Architecture of an Asylum

The Rise and Fall of Design as Medicine for the Mentally Ill

Washington City Paper, April 13, 2017

It’s hard to imagine anyone dealt a worse hand than the patient identified by her doctor as “Alcoholic Woman No. 2.” Her father died in a mental hospital when she was an infant. Her mother was psychotic, “fanatically religious,” and abusive, according to a medical case study. Woman No. 2 spent most of her childhood in an orphanage. Her husband divorced her because of her drinking. She racked up 15 arrests and two suicide attempts before being committed to St. Elizabeths, the federal asylum in D.C., sometime in the mid-1900s.

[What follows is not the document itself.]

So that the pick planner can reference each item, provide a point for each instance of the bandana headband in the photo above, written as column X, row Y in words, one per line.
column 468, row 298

This unfortunate woman was one of the many thousands of Americans to receive treatment at St. Elizabeths over its 162 years and counting as a mental hospital. These patients are ghostly presences in Architecture of an Asylum, a new exhibition at the National Building Museum.

Like the outermost figure in a Russian nesting doll, the story of this one institution holds within it a series of resonant narratives: about shifting attitudes toward mental illness; about the idea that architecture and landscape can heal the troubled; and about a part of the District that was long cut off from the rest of the city, becoming its own surprisingly complex and self-sufficient community.